Das kann auch Tony Mola, Gründer und Inhaber der Black Frame Studios in Zürich, bestätigen. Der gelernte Grafikdesigner und Art Director hat seine Content-Creation-Agentur vor acht Jahren gegründet und entwickelt mit seinen sechs Mitarbeitenden digitale Inhalte wie Fotografie, Videoproduktionen und Storytelling-Kampagnen für Unternehmen und Events. Das Bespielen sozialer Netzwerke gehört zum Kerngeschäft der Agentur, und davon profitieren nicht nur Grossunternehmen – mittlerweile zählen auch viele KMU zu seinem Kundenstamm.
Der 34-Jährige weiss: Die sozialen Medien bieten auch kleinen und mittelgrossen Unternehmen vielfältige Anwendungsmöglichkeiten und Mehrwertpotenziale. «Social-Media-Kanäle sind ein gutes Mittel, um die Bekanntheit eines Unternehmens zu steigern. Denn: Kennt dich niemand, kauft dich niemand. Das gilt für die Luxusuhrenmarke genauso wie für den Poolreiniger und die Pizzeria.»
Dabei stehe nicht das Verkaufen an sich im Vordergrund, sondern der Aufbau einer Beziehung zu bestehenden und vor allem auch neuen Kunden. «Wie heisst es so schön: The users of today are the buyers of tomorrow», so der gebürtige Italiener. Mit einem Firmenaccount auf TikTok werde Lamborghini heute zwar kein Auto an die überwiegend minderjährige Zielgruppe verkaufen. Aber das Unternehmen könne Fans gewinnen, die sich heute mit der Marke identifizieren – und vielleicht in zwanzig Jahren einen Lamborghini kaufen.
Black Frame wurde 2015 vom gelernten Grafikdesigner und Art Director Tony Mola gegründet.
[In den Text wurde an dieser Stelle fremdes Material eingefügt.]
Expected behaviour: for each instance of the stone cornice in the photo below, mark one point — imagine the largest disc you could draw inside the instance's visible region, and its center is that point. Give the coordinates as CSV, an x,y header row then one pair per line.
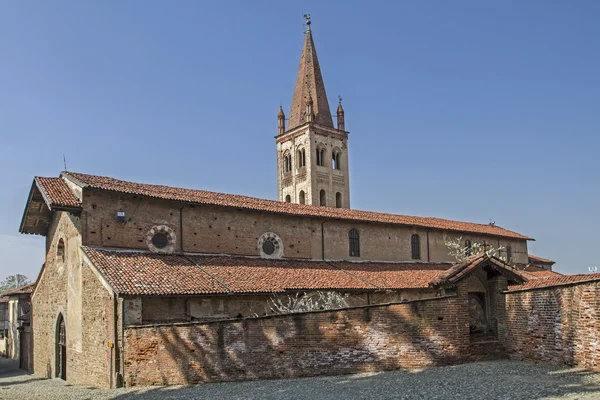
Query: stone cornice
x,y
317,129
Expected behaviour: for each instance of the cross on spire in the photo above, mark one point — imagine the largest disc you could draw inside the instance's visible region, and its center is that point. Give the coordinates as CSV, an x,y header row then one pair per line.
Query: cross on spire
x,y
309,84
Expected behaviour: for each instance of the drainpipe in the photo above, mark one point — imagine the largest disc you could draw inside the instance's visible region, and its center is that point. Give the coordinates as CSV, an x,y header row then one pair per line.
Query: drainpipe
x,y
181,229
114,347
323,240
428,259
122,363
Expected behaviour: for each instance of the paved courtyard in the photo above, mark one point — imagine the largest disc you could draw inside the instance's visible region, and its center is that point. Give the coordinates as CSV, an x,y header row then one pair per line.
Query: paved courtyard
x,y
483,380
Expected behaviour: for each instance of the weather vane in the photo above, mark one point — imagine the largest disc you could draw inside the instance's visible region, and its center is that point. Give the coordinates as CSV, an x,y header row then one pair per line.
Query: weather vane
x,y
307,18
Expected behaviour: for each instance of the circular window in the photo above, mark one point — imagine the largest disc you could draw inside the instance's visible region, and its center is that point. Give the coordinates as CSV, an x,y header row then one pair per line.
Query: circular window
x,y
160,240
270,245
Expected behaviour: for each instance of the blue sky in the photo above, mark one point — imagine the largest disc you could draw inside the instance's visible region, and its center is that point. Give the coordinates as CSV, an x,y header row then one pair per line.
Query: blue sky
x,y
466,110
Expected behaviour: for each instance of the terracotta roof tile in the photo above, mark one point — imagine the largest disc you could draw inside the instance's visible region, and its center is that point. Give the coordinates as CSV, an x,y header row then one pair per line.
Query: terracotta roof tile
x,y
247,275
56,192
460,270
251,203
395,275
540,260
134,273
144,273
28,288
556,280
534,272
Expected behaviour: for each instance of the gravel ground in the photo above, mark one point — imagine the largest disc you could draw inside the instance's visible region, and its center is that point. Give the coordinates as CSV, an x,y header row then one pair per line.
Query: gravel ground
x,y
483,380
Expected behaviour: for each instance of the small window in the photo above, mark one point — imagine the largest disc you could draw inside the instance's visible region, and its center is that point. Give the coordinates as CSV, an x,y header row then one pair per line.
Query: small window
x,y
321,157
160,240
301,158
415,245
60,252
354,242
335,160
270,245
287,162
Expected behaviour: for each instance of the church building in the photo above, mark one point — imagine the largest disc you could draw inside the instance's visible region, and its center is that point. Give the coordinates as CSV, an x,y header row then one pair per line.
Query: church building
x,y
146,284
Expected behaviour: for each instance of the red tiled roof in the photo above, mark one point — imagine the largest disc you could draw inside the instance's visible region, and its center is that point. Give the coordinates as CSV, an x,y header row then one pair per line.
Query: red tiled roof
x,y
135,273
251,203
21,289
540,260
557,280
395,275
56,193
248,275
143,273
460,270
534,272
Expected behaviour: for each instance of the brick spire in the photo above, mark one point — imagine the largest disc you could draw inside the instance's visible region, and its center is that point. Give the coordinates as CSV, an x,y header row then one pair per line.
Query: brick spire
x,y
309,81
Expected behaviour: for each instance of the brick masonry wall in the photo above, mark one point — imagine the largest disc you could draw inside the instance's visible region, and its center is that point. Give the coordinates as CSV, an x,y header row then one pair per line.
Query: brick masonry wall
x,y
236,231
559,325
414,334
73,290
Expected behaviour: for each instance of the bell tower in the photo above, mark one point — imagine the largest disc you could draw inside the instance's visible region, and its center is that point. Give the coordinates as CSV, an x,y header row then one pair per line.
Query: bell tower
x,y
312,154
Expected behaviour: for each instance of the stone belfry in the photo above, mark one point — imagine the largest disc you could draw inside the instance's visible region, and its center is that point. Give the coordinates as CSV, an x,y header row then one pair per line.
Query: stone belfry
x,y
312,154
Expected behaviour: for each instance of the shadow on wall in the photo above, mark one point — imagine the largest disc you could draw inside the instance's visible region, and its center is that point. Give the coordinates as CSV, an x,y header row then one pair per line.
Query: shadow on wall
x,y
363,339
476,380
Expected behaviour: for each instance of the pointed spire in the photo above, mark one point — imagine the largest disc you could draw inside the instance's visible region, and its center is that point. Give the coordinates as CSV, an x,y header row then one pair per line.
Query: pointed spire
x,y
280,121
309,84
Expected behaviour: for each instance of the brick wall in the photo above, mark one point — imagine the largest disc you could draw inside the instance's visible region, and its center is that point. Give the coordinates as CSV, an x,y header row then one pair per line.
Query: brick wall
x,y
236,231
414,334
559,325
72,289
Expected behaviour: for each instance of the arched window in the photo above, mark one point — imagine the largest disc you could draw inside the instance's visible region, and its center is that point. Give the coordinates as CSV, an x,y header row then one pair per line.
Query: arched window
x,y
287,162
60,252
415,245
354,242
320,156
301,158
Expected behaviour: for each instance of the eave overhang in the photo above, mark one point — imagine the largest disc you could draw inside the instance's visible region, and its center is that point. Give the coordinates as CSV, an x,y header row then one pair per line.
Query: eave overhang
x,y
39,208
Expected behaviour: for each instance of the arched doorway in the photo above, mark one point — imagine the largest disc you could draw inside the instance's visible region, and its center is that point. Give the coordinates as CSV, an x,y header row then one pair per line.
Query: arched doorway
x,y
61,348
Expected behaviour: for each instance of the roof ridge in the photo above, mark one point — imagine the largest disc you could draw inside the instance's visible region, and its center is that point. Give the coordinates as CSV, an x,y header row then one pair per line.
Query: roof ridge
x,y
209,274
201,196
353,275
Unter dem Motto «Mir chönnd alles, ussert zaubere» produziert die Content-Agentur Inhalte wie Videos, Fotografie und Storytelling für grosse Unternehmen, KMU oder Veranstaltungen wie Festivals oder Corporate Events – online und offline. Die Firma mit Sitz in Zürich beschäftigt heute sechs Mitarbeitende und hat unter anderem schon Kampagnen für Coop, Swiss Ski, Lamborghini oder die Street Parade kreiert.
Das sieht SOM-Expertin Fathima Ifthikar genauso: «Durch einen Auftritt in den sozialen Netzwerken erhöht man nicht nur die eigene Auffindbarkeit im Netz, sondern verleiht seinem Unternehmen ein Gesicht und lässt das Publikum hinter die Kulissen blicken. Das macht eine Firma sympathisch und nahbar – und stärkt damit die Marke.»
Black Frame produziert aber nicht nur Content für die Kundinnen und Kunden, sondern ist auch selbst sehr aktiv auf Social Media: «Wir bespielen sämtliche gängigen Kanäle, unser Fokus liegt aber klar auf Instagram. Hier pflegen wir den Austausch mit unserer Community, sprechen potenzielle Kunden und Talente an und präsentieren unsere Projekte. Instagram ist für uns mittlerweile sogar wichtiger als unsere Website, weil die Plattform schneller, übersichtlicher und intuitiver ist.»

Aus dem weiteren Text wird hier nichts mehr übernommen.